A hybrid multiresolution rigid-body registration technique was developed to automatically register reference DTS images with on-board DTS images to guide patient positioning in radiation therapy. This hybrid registration technique uses a faster but less accurate static method to achieve an initial registration, followed by a slower but more accurate adaptive method to fine tune the registration. A multiresolution scheme is employed in the registration to further improve the registration accuracy, robustness and efficiency. Normalized mutual information is selected as the criterion for the similarity measure, and the downhill simplex method is used as the search engine. This technique was tested using image data both from an anthropomorphic chest phantom and from head-and-neck cancer patients. The effects of the scan angle and the region-of-interest size on the registration accuracy and robustness were investigated. The average capture ranges in single-axis simulations with a 44° scan angle and a large ROI covering the entire DTS volume were between -31 and +34 deg for rotations and between -89 and +78 mm for translations in the phantom study, and between -38 and +38 deg for rotations and between -58 and +65 mm for translations in the patient study.

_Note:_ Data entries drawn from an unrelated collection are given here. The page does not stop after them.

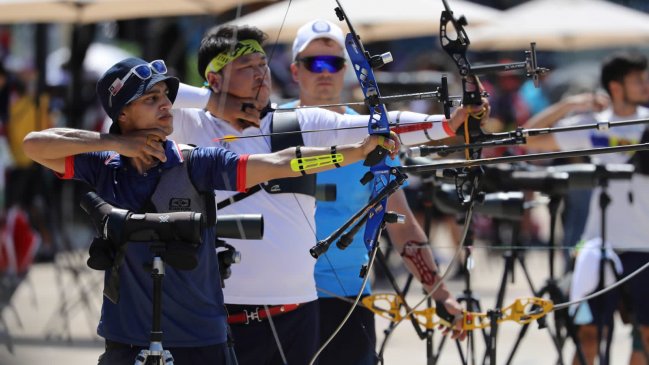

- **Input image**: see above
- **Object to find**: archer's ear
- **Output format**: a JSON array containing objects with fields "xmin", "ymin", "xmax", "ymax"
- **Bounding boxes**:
[
  {"xmin": 207, "ymin": 72, "xmax": 223, "ymax": 94},
  {"xmin": 291, "ymin": 62, "xmax": 299, "ymax": 83}
]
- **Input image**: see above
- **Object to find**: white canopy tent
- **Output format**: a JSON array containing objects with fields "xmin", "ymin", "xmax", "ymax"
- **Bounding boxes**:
[{"xmin": 471, "ymin": 0, "xmax": 649, "ymax": 51}]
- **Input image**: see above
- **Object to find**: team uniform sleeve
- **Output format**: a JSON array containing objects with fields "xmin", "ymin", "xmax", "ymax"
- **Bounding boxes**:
[
  {"xmin": 554, "ymin": 117, "xmax": 593, "ymax": 151},
  {"xmin": 172, "ymin": 83, "xmax": 211, "ymax": 109},
  {"xmin": 55, "ymin": 152, "xmax": 110, "ymax": 186},
  {"xmin": 191, "ymin": 147, "xmax": 248, "ymax": 191}
]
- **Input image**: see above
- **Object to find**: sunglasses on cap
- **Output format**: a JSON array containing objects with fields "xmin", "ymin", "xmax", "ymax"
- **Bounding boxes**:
[
  {"xmin": 108, "ymin": 60, "xmax": 167, "ymax": 98},
  {"xmin": 298, "ymin": 56, "xmax": 345, "ymax": 74}
]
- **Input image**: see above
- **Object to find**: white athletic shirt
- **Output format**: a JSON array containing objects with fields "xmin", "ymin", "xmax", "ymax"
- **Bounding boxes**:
[
  {"xmin": 169, "ymin": 108, "xmax": 446, "ymax": 305},
  {"xmin": 555, "ymin": 107, "xmax": 649, "ymax": 252}
]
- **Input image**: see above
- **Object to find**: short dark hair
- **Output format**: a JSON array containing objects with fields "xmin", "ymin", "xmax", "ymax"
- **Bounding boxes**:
[
  {"xmin": 198, "ymin": 25, "xmax": 268, "ymax": 81},
  {"xmin": 600, "ymin": 51, "xmax": 647, "ymax": 95}
]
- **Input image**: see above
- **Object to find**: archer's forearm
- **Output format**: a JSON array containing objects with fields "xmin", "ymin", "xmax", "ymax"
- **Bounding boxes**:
[{"xmin": 23, "ymin": 128, "xmax": 116, "ymax": 173}]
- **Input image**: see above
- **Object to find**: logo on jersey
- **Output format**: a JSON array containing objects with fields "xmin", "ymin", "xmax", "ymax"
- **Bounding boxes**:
[{"xmin": 169, "ymin": 198, "xmax": 192, "ymax": 212}]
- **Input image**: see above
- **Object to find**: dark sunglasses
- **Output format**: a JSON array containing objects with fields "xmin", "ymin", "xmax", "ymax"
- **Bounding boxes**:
[
  {"xmin": 109, "ymin": 60, "xmax": 167, "ymax": 96},
  {"xmin": 298, "ymin": 56, "xmax": 345, "ymax": 74}
]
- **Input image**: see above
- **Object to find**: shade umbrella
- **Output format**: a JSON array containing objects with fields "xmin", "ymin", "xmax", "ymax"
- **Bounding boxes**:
[
  {"xmin": 225, "ymin": 0, "xmax": 502, "ymax": 43},
  {"xmin": 0, "ymin": 0, "xmax": 270, "ymax": 24},
  {"xmin": 45, "ymin": 43, "xmax": 133, "ymax": 86},
  {"xmin": 471, "ymin": 0, "xmax": 649, "ymax": 51}
]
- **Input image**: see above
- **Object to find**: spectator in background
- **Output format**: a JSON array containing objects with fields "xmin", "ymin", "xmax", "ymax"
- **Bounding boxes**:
[
  {"xmin": 5, "ymin": 72, "xmax": 56, "ymax": 260},
  {"xmin": 282, "ymin": 20, "xmax": 468, "ymax": 365},
  {"xmin": 525, "ymin": 52, "xmax": 649, "ymax": 363}
]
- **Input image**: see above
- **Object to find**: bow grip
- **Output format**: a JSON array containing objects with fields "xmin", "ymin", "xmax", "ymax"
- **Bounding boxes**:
[{"xmin": 363, "ymin": 146, "xmax": 388, "ymax": 166}]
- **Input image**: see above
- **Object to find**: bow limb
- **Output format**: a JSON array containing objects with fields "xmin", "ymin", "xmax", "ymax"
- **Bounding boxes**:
[{"xmin": 363, "ymin": 294, "xmax": 554, "ymax": 331}]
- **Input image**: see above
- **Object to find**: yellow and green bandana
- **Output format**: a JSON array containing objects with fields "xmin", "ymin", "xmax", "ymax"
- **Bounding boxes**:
[{"xmin": 205, "ymin": 39, "xmax": 266, "ymax": 80}]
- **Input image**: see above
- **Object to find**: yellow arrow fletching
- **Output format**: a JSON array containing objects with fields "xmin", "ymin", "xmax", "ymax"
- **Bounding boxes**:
[
  {"xmin": 291, "ymin": 153, "xmax": 343, "ymax": 172},
  {"xmin": 212, "ymin": 135, "xmax": 239, "ymax": 142}
]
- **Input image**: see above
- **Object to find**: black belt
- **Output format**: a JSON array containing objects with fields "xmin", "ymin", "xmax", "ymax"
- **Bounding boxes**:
[{"xmin": 106, "ymin": 340, "xmax": 146, "ymax": 350}]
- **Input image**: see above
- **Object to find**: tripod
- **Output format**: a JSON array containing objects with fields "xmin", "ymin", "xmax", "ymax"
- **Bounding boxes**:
[
  {"xmin": 483, "ymin": 219, "xmax": 561, "ymax": 365},
  {"xmin": 507, "ymin": 195, "xmax": 586, "ymax": 365},
  {"xmin": 437, "ymin": 226, "xmax": 488, "ymax": 364},
  {"xmin": 135, "ymin": 243, "xmax": 174, "ymax": 365}
]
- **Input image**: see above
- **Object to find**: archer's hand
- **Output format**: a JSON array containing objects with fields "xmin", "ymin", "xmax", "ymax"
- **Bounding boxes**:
[
  {"xmin": 361, "ymin": 131, "xmax": 401, "ymax": 158},
  {"xmin": 561, "ymin": 93, "xmax": 611, "ymax": 113},
  {"xmin": 208, "ymin": 92, "xmax": 264, "ymax": 127},
  {"xmin": 449, "ymin": 98, "xmax": 491, "ymax": 131},
  {"xmin": 114, "ymin": 128, "xmax": 167, "ymax": 164},
  {"xmin": 438, "ymin": 296, "xmax": 467, "ymax": 341}
]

Additionally, a novel limited-angle CBCT estimation method using a deformation field map was developed to optimally estimate volumetric information of organ deformation for soft tissue alignment in image guided radiation therapy. The deformation field map is solved by using prior information, a deformation model, and new projection data. Patients' previous CBCT data are used as the prior information, and the new patient volume to be estimated is considered as a deformation of the prior patient volume. The deformation field is solved by minimizing bending energy and maintaining new projection data fidelity using a nonlinear conjugate gradient method. The new patient CBCT volume is then obtained by deforming the prior patient CBCT volume according to the solution to the deformation field. The method was tested for different scan angles in 2D and 3D cases using simulated and real projections of a Shepp-Logan phantom, liver, prostate and head-and-neck patient data. Hardware acceleration and multiresolution scheme are used to accelerate the 3D estimation process. The accuracy of the estimation was evaluated by comparing organ volume, similarity and pixel value differences between limited-angle CBCT and full-rotation CBCT images. Results showed that the respiratory motion in the liver patient, rectum volume change in the prostate patient, and the weight loss and airway volume change in the head-and-neck patient were accurately estimated in the 60° CBCT images. This new estimation method is able to optimally estimate the volumetric information using 60-degree projection images. It is both technically and clinically feasible for image-guidance in radiation therapy.